When contacted by Ars today, NPR said, "This must be a mistake as it contradicts Twitter's own guidelines. We have reached out to Twitter to have the label removed."
But Musk appeared to confirm that the change was deliberate in a response to right-wing media personality Benny Johnson, who was once fired from BuzzFeed for 41 instances of plagiarism. Johnson got a reply from Musk today after posting a screenshot of NPR's state-affiliated media tag and writing, "GET REKT @NPR... Nicely done, @elonmusk ?."
Musk replied to Johnson, "Seems accurate," and included a screenshot from a news story quoting this language from Twitter's policy:
State-affiliated media is defined as outlets where the state exercises control over editorial content through financial resources, direct or indirect political pressures, and/or control over production and distribution.

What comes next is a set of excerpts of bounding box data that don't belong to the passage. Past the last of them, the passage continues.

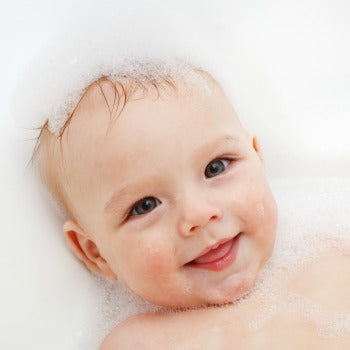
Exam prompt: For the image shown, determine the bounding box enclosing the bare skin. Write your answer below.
[100,253,350,350]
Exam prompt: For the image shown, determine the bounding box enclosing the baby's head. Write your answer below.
[36,65,277,308]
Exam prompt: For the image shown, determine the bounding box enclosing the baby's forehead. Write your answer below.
[63,74,222,142]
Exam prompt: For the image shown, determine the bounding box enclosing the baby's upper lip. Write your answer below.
[189,237,234,263]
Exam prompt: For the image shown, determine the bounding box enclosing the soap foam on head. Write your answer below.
[12,1,225,134]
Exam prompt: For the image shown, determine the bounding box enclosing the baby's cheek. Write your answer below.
[140,241,172,276]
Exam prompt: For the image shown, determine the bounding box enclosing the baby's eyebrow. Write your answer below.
[103,134,240,213]
[103,175,160,213]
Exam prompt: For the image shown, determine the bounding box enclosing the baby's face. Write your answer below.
[63,76,277,307]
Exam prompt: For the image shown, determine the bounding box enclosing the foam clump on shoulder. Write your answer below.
[13,2,224,133]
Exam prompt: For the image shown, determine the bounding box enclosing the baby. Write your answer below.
[31,63,350,350]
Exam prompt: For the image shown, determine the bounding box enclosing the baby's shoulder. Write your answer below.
[99,314,161,350]
[99,308,230,350]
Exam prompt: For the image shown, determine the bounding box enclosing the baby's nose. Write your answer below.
[178,198,222,237]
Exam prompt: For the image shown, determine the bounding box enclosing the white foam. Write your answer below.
[67,179,350,350]
[12,1,232,133]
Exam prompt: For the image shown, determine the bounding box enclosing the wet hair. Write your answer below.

NPR describes itself as "an independent, non-profit media organization," with most of its funding coming from "corporate sponsorships and fees paid by NPR Member organizations." Federal funding indirectly contributes to a large chunk of NPR's revenue because the publicly funded Corporation for Public Broadcasting provides annual grants to public radio stations that pay NPR for programming.
Twitter's "state-affiliated media" tag has an impact on how many people see an account's tweets. "In the case of state-affiliated media entities, Twitter will not recommend or amplify accounts or their Tweets with these labels to people," the company policy says.
Musk's feud with media
The NPR labeling occurred days after Twitter revoked The New York Times' verification badge over the paper stating publicly that it won't pay Twitter's new $1,000-per-month charge for businesses. The NYT lost verification even though the badge hasn't yet been pulled from other accounts that don't pay due to a grace period that Musk said would last a few weeks "unless they tell [us] they won't pay now." Musk also wrote, "The real tragedy of @NYTimes is that their propaganda isn't even interesting," and "their feed is the Twitter equivalent of diarrhea. It's unreadable."

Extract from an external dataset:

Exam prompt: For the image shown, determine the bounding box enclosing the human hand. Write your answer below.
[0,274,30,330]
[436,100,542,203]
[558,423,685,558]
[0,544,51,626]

Musk may have similar thoughts about NPR. Yesterday afternoon, he replied with an exclamation point to a tweet criticizing NPR for describing European right-wing politicians as "lobbing a conspiracy theory that elites want people to eat bugs."
Another tweet in the thread, though not the tweet that Musk responded to, said that "NPR thinks people don't like eating bugs because we are racist colonizers" and that "NPR is worse than the propaganda of Maoist schoolchildren during the cultural revolution."